The first step is to delete all embeddings in the database that have not the same id/LRN as the ones we are trying to upsert:

either the source doesn't exist anymore
or the source has been updated and the split of the file is not the same anymore creating documents with different id/LRN.

  for (const doc of docs) {
    //search for existing document with sourceName and type
    const documentsInDatabase = await prisma.documents.findMany({
      where: {
        sourceName: doc.metadata.source,
        sourceType: 'files',
      },
    })

    const documentsThatWillBeUpserted = documentsBlog.filter(
      (d) => d.sourceName === doc.metadata.source
    )
    const idsDocumentsThatWillBeUpserted = documentsThatWillBeUpserted.map((d) => d.id)

    const idsDocumentsThatWeShouldDeleted = documentsInDatabase
      .filter((d) => !idsDocumentsThatWillBeUpserted.includes(d.id))
      .map((d) => d.id)

    console.log('idsDocumentsThatWeShouldDeleted', idsDocumentsThatWeShouldDeleted)

    await prisma.documents.deleteMany({
      where: {
        id: {
          in: idsDocumentsThatWeShouldDeleted,
        },
      },
    })
  }

Then we can loop on the documents to check if the hash is the same or not.

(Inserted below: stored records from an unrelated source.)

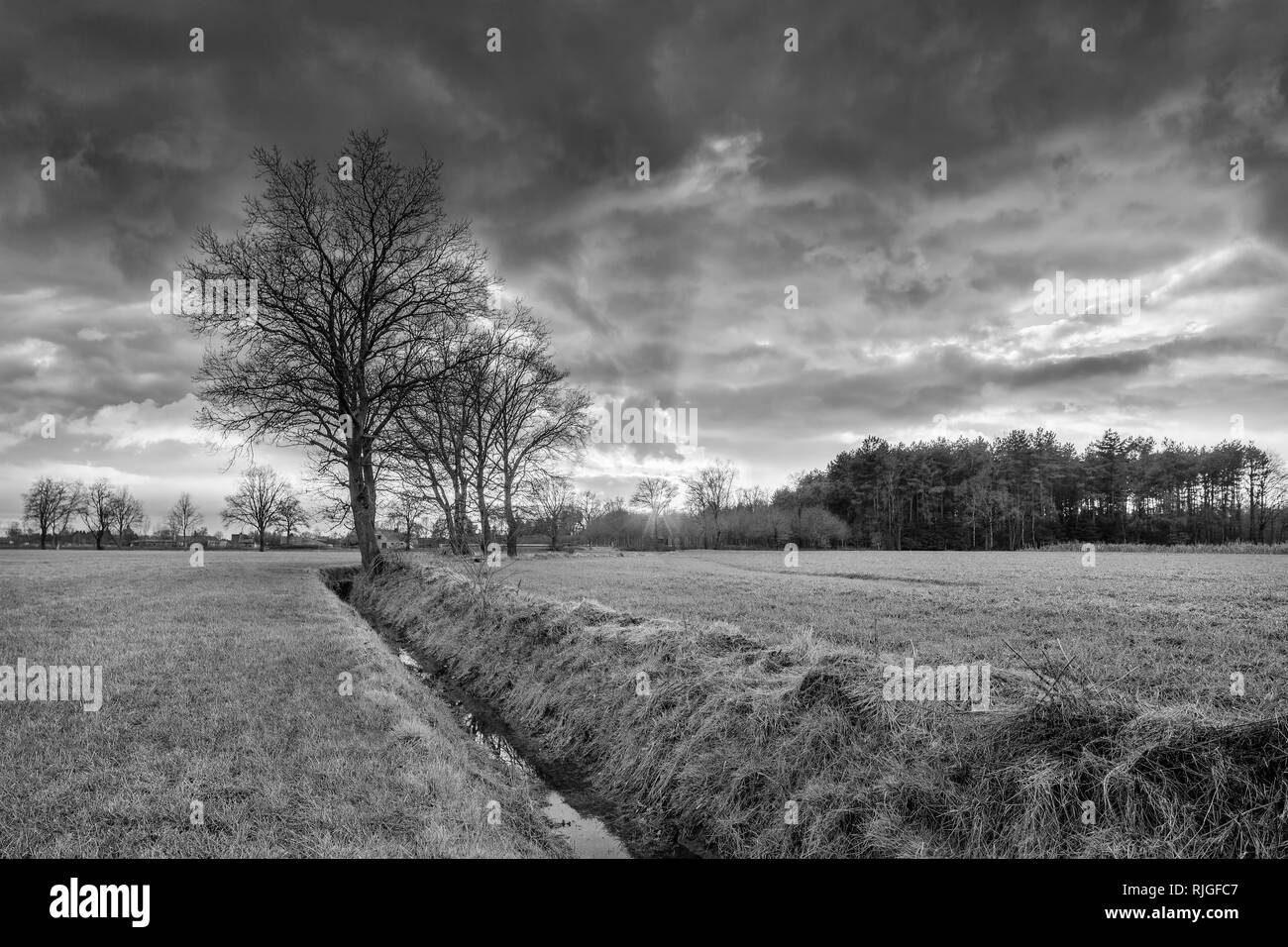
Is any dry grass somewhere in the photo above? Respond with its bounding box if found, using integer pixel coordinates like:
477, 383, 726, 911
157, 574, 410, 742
358, 554, 1288, 857
0, 552, 563, 858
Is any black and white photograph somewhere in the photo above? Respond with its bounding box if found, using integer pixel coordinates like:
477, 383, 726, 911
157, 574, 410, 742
0, 0, 1288, 937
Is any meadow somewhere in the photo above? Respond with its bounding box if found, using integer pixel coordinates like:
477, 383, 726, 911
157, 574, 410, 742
0, 550, 567, 858
353, 552, 1288, 858
488, 550, 1288, 708
0, 541, 1288, 857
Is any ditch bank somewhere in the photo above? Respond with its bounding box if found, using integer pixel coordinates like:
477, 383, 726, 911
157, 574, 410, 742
322, 566, 695, 858
340, 561, 1288, 857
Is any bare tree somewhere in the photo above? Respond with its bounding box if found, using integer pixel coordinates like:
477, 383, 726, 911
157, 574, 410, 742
684, 462, 738, 549
22, 476, 63, 549
22, 476, 84, 549
278, 492, 309, 545
223, 467, 291, 553
81, 478, 112, 549
385, 484, 430, 549
478, 305, 593, 556
166, 492, 201, 546
108, 487, 145, 549
528, 474, 577, 556
184, 133, 488, 569
631, 476, 680, 543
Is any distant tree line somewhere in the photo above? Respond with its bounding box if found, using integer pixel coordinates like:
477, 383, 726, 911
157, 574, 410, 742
776, 428, 1288, 549
9, 467, 310, 550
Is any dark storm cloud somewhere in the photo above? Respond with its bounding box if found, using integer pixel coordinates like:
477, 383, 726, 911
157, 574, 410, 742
0, 0, 1288, 518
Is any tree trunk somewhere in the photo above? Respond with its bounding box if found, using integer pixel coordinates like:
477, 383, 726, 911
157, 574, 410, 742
348, 449, 382, 573
501, 472, 519, 559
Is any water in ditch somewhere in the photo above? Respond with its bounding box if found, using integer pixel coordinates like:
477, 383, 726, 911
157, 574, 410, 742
398, 648, 631, 858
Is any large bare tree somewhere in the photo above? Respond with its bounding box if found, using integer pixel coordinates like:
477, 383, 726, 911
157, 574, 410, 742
184, 126, 489, 569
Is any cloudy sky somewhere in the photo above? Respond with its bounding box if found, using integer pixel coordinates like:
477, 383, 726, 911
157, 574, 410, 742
0, 0, 1288, 527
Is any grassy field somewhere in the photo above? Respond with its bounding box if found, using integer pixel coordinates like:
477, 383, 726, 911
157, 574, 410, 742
0, 552, 566, 858
355, 552, 1288, 857
483, 552, 1288, 710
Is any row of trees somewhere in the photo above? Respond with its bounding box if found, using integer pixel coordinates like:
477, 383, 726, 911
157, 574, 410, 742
161, 133, 1284, 570
180, 133, 591, 570
793, 429, 1288, 549
22, 476, 154, 549
22, 467, 308, 549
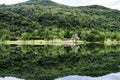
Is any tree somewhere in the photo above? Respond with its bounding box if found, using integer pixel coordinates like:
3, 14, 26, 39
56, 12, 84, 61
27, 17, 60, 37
21, 32, 31, 40
0, 29, 11, 41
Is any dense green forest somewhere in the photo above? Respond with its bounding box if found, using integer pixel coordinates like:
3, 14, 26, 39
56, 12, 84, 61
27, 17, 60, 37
0, 0, 120, 41
0, 44, 120, 80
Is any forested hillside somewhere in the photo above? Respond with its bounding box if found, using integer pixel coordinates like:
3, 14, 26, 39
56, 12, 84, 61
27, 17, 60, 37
0, 0, 120, 41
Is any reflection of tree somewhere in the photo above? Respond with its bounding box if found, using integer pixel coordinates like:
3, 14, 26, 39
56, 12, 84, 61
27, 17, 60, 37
0, 44, 120, 80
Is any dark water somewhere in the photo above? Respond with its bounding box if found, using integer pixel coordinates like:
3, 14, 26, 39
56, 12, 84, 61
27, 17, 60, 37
0, 44, 120, 80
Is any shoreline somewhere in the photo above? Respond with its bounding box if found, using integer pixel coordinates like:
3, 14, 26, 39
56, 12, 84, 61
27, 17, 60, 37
0, 39, 120, 45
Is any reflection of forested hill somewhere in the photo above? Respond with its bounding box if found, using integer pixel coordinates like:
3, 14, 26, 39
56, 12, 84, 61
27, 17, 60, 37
0, 45, 120, 80
0, 0, 120, 41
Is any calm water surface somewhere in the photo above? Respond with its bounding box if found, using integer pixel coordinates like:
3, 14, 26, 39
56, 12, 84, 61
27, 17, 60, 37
0, 44, 120, 80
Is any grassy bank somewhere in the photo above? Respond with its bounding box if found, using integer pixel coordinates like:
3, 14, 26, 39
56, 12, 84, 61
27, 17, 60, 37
0, 39, 120, 45
1, 40, 85, 45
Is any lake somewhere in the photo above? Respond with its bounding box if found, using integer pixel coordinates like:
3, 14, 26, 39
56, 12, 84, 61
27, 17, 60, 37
0, 44, 120, 80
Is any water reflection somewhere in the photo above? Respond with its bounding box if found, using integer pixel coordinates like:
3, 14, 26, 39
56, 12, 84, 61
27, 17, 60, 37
0, 44, 120, 80
55, 73, 120, 80
0, 77, 24, 80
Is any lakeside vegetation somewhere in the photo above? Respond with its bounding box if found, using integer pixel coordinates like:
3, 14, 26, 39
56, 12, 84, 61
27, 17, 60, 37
0, 44, 120, 80
0, 0, 120, 42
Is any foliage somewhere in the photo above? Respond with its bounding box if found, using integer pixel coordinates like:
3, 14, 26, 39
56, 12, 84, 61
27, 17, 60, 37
0, 0, 120, 42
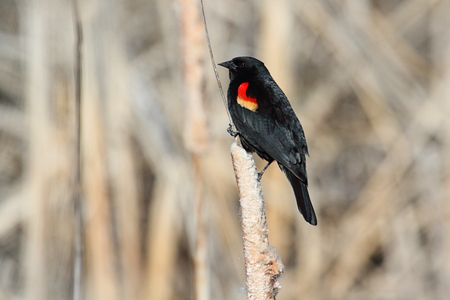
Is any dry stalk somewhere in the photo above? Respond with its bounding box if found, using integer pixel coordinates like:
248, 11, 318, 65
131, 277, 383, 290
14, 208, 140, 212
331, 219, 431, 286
231, 142, 284, 300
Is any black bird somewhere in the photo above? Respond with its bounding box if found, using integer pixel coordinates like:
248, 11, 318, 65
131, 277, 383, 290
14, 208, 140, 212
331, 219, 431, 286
219, 56, 317, 225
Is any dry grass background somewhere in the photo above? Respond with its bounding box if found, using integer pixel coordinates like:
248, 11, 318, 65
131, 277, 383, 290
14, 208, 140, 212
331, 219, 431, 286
0, 0, 450, 300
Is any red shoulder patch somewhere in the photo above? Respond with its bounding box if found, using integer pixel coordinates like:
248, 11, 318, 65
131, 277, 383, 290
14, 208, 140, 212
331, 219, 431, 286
236, 82, 258, 111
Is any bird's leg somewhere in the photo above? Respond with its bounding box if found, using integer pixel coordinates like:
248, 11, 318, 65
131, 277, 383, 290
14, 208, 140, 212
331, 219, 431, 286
258, 160, 273, 181
227, 124, 240, 137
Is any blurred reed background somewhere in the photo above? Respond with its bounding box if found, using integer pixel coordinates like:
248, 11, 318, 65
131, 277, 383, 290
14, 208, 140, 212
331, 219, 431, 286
0, 0, 450, 300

If it's the same we don't need to do anything and we avoid a useless call to create an embedding we already have which makes the script cheaper and faster. This makes our script idempotent and easy to scale.

 const docsToUpsert = []

  for (const doc of documentsBlog) {
    const document = await prisma.documents.findUnique({
      where: {
        id: doc.id,
      },
    })
    if (document) {
      if (document.hash === doc.hash) {
        console.log(doc.id, 'same hash ignore')
      } else {
        docsToUpsert.push(doc)
        console.log(doc.id, 'need to update')
      }
    } else {
      docsToUpsert.push(doc)
      console.log(doc.id, 'need to create')
    }
  }

  const client = createClient(url, privateKey)
  await SupabaseVectorStoreBlog.fromDocuments(docsToUpsert, new OpenAIEmbeddings(), {
    client,
    tableName: 'documents',
    queryName: 'match_documents',
  })

With this method the search will work the same way as before but we will have more information about the source of the document.